Bantuan Revitalisasi Pendidikan Sebesar Rp. 90,7 Miliar, Pemkab Buleleng Perkuat SDM Pendidikan

Admin bulelengkab | 13 Februari 2026 | 127 kali

Komitmen Pemkab Buleleng dalam membangun sumber daya manusia unggul di Buleleng terus diperkuat melalui peningkatan kualitas pendidikan. Hal tersebut diwujudkan dengan penyaluran bantuan revitalisasi satuan pendidikan di Kabupaten Buleleng senilai Rp90.752.105.402 (Rp90,7 miliar) yang diresmikan langsung oleh Menteri Pendidikan Dasar dan Menengah, Abdul Mu’ti, di SMKN 3 Singaraja, Jumat, (13/2).


Menteri Abdul Mu’ti menegaskan bahwa revitalisasi sarana dan prasarana pendidikan merupakan bagian dari pelaksanaan Asta Cita Presiden, khususnya dalam upaya membangun SDM yang unggul, berkualitas, dan berdaya saing.


“Semoga tahun 2026 ini lebih banyak lagi satuan pendidikan yang dapat kita perbaiki,” ujar Menteri Abdul Mu’ti.
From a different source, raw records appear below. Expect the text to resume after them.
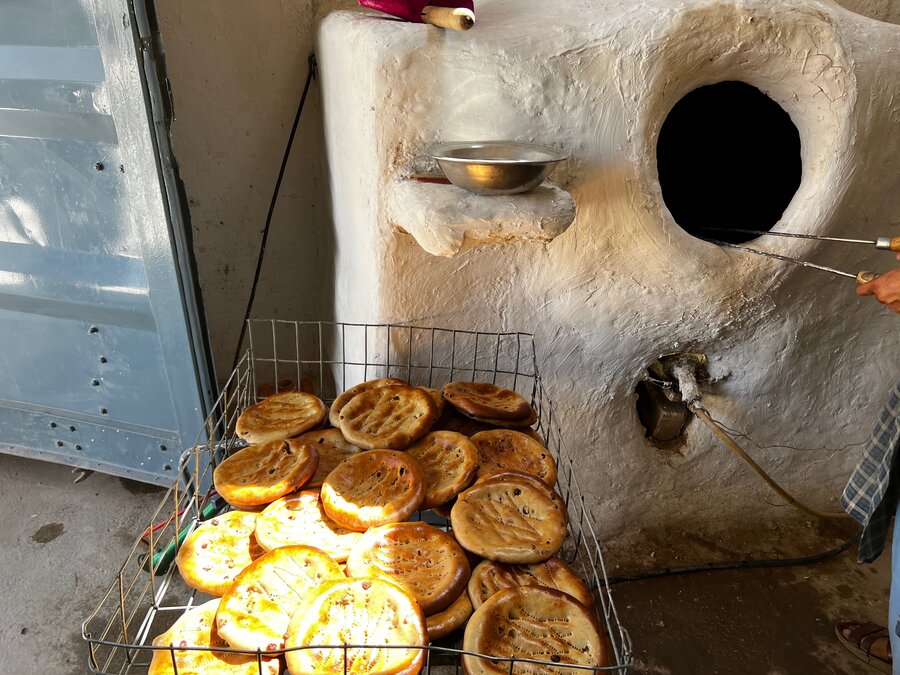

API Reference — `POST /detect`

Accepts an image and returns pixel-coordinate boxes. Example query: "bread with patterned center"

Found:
[256,490,361,562]
[406,431,478,509]
[294,429,359,488]
[347,521,471,614]
[235,391,328,443]
[322,450,425,532]
[468,556,594,609]
[462,586,610,675]
[474,471,569,525]
[213,438,319,508]
[216,546,344,651]
[441,382,533,420]
[421,387,447,418]
[471,429,556,486]
[285,579,428,675]
[463,409,537,431]
[450,478,568,563]
[175,511,266,596]
[328,377,406,427]
[425,592,473,642]
[147,598,281,675]
[340,385,437,450]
Di Kabupaten Buleleng, revitalisasi menyasar 64 satuan pendidikan, yang terdiri dari 8 TK, 37 SD, 14 SMP, 4 SMA, dan 1 SMK. Peresmian dilakukan secara simbolis pada lima sekolah yang mewakili setiap jenjang pendidikan.


Selain peningkatan infrastruktur, pemerintah juga akan menempatkan peningkatan kompetensi guru sebagai kunci utama peningkatan mutu pendidikan. Berbagai program terus digalakkan, antara lain penerapan pembelajaran mendalam (deep learning), pelatihan berbasis e-learning, peningkatan kualifikasi melalui Rekognisi Pembelajaran Lampau (RPL), kebijakan fleksibilitas beban kerja, serta program satu hari belajar bagi guru melalui forum Kelompok Kerja Guru (KKG) dan Musyawarah Guru Mata Pelajaran (MGMP).


Sekretaris Daerah Kabupaten Buleleng, Gede Suyasa, menegaskan bahwa revitalisasi bukan hanya pembangunan fisik semata, tetapi juga langkah strategis untuk memperkuat ekosistem pembelajaran.


“Gedung yang megah hanyalah cangkang. Yang lebih penting adalah ruang belajar yang layak, aman, nyaman, dan berkarakter sehingga mampu menumbuhkan semangat belajar siswa,” jelasnya.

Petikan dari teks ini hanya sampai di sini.